Au département des marginaux au parlement, elle a réussi là où Catherine a échoué. Le centre de gravité de l’action politique de Catherine, c’est elle-même. Celui de Manon, c’est les autres. 
J’ai un immense respect pour Manon. En somme, elle représente ce qu’il y a de mieux à QS. 
La suite… 
Le livre tourne beaucoup autour du fait qu’il y avait la gang de Gabriel contre Catherine et sa gang à elle. De toute évidence, je ne cadre pas dans cette dichotomie. Mon histoire ne rend pas service à ce narratif. C’est pourquoi je trouvais important d’ajouter de la nuance. La réalité, c’est toujours en tons de gris.
 
On dit souvent entre nous que les mouvements de gauche finissent toujours par s’enliser dans des spirales d’autodestruction, mais avant de lire le livre de Catherine, je croyais naïvement que QS était à peu près à l’abri de tels déchirements. Après avoir lu le livre, je n’en suis honnêtement plus si sûr. Je ne vois pas ce qu’il y a de bon là-dedans pour la gauche au Québec.
Et c’est justement parce que la gauche n’a rien à gagner de son livre que je me permets d’écrire ce texte.

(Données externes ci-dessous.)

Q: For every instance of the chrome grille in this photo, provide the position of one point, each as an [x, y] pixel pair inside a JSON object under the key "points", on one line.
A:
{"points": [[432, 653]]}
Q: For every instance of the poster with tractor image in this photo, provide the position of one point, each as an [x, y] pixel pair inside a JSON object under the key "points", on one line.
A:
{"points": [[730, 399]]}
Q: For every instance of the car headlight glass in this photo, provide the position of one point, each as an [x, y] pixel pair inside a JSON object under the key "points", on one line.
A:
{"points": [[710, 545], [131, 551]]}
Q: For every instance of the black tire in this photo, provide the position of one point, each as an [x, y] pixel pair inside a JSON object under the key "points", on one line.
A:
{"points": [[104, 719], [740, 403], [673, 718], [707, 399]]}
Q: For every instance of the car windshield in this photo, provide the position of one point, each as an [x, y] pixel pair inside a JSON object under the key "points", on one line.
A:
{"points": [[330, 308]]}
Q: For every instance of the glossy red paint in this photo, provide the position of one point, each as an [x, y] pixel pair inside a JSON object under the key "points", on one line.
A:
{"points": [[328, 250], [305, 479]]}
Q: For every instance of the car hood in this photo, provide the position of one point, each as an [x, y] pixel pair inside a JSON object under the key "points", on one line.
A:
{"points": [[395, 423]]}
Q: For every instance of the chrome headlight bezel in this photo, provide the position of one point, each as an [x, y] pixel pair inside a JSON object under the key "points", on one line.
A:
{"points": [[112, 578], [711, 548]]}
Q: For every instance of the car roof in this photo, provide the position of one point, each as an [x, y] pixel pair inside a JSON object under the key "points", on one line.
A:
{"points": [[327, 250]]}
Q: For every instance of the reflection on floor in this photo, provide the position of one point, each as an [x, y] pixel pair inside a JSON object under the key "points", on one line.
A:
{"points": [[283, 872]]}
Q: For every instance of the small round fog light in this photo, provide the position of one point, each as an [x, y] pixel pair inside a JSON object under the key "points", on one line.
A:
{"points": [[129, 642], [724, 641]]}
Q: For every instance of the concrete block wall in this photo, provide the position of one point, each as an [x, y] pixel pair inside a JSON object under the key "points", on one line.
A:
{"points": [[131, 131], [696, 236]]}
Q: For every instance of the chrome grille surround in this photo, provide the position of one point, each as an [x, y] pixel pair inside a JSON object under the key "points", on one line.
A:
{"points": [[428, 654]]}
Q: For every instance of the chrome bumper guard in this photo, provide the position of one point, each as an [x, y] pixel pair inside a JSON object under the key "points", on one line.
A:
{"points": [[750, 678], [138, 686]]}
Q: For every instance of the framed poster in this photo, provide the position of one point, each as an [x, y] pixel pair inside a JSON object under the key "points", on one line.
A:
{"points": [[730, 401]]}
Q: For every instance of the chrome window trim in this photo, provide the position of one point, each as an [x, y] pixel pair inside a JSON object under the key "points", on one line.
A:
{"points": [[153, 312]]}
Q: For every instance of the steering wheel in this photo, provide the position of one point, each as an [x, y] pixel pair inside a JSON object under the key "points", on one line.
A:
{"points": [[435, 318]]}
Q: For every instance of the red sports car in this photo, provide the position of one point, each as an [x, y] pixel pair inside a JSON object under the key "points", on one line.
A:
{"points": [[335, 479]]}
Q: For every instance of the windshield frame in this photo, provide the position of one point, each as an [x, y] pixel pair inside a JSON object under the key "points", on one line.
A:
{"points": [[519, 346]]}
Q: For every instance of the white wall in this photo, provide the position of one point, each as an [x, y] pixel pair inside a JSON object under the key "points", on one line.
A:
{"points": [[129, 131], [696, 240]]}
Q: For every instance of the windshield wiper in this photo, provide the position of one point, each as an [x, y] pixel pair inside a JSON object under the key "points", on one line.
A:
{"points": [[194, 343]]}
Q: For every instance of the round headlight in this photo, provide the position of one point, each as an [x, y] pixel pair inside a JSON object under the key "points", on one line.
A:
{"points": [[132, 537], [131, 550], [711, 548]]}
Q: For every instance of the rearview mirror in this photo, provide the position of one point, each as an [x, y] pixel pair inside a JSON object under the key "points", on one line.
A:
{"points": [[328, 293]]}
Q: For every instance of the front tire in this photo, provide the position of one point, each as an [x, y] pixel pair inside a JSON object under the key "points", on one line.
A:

Auparavant, comme tous les députés, employés et militants du parti qui ont été profondément déçus par Catherine, je croyais que de me taire était la meilleure chose à faire pour notre mouvement. Après tout, elle était partie. Maintenant que j’ai lu son livre, je n’ai plus cette réserve.  
Dans sa croisade contre le cynisme politique, Catherine cultive le mien. Elle se présente en victime, une David contre le Goliath de l’institution, alors qu’elle occupait à ce moment une des fonctions les plus privilégiées de notre société. Qui au Québec a plus d’agentivité qu’une députée de l’Assemblée nationale? 
Surtout, elle n’a aucune hésitation à jeter comme des guenilles les dizaines de personnes qui lui ont permis de devenir députée et qui ont ensuite dédié des milliers d’heures à l’aider durant les tempêtes médiatiques. Des tempêtes qu’elle, il vaut la peine de le rappeler, n’est pas seule à avoir traversé.
Après toutes ces années, ce qui me chicote le plus, l’insondable question qui demeure sans réponse: Est-ce que quelqu’un peut me dire pourquoi elle voulait être députée?